Two of my dearest friends have adopted in the past week or so. Teri, Howie, Nicki and Gabi welcomed home baby Ellie. She was born this past Friday.
Shawn, Sue and Alex welcomed home baby Cullen. He was born on Tuesday.
The most amazing thing about this is that Teri and Sue have been friends since Gabi and Alex were tiny. The girls were both adopted through Adoption STAR, (our same adoption agency,) and were born just a couple months apart. They are best friends. Now they have Ellie and Cullen, born just a few days apart. It is just incredible how adoption has brought these families together.
I am so blessed to know them also and to have them as my friends.
Congrats again, Teri and Sue! We love you all!!

Tuesday, March 4, 2008

Website For Tyler

I have set up a new website for Tyler so everyone can keep up with his progress. It is http://www.caringbridge.org/visit/tylergardner

Sunday, March 2, 2008

Our New Reality

Cancer. Cancer is our new reality. Our simple life is gone.

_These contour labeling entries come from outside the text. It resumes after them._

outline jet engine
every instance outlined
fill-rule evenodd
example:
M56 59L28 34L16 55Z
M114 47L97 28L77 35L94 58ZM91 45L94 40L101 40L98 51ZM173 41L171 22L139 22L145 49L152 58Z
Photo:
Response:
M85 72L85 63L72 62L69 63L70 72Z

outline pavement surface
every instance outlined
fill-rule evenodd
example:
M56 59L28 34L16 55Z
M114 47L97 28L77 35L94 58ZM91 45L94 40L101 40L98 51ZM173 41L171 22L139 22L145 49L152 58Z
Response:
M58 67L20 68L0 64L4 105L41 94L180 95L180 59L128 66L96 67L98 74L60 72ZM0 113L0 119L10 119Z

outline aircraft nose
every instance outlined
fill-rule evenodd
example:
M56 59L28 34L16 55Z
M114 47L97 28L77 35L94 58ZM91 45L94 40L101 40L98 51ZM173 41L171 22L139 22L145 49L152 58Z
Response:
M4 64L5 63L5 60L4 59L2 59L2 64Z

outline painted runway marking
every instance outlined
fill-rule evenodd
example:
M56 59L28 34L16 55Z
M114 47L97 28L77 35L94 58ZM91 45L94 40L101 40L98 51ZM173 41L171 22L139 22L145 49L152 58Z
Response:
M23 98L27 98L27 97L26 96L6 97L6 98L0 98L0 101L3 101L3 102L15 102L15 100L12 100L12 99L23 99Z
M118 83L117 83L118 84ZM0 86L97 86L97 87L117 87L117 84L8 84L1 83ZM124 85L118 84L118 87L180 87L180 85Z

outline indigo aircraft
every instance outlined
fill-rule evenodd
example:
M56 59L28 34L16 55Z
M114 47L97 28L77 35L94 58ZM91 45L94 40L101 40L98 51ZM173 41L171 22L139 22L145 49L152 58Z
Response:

Our child has cancer. Leukemia, to be specific. Tyler has leukemia. There. I said it and didn't even cry that time. I said it without breaking down and sobbing. Our perfect, beautiful, happy little boy has leukemia. Our lives will forever be changed. I know more about leukemia today that I ever thought possible. And yet, this is just the beginning. We've only just scratched the surface. There are still many, many unknowns. The biggest unknown of all is why. Why did this happen? Why did this sweet, innocent child develop this horrible disease? Why?
And so it begins. This new reality. This horrible, awful, wish-it-were-a-dream reality. So much for not sobbing.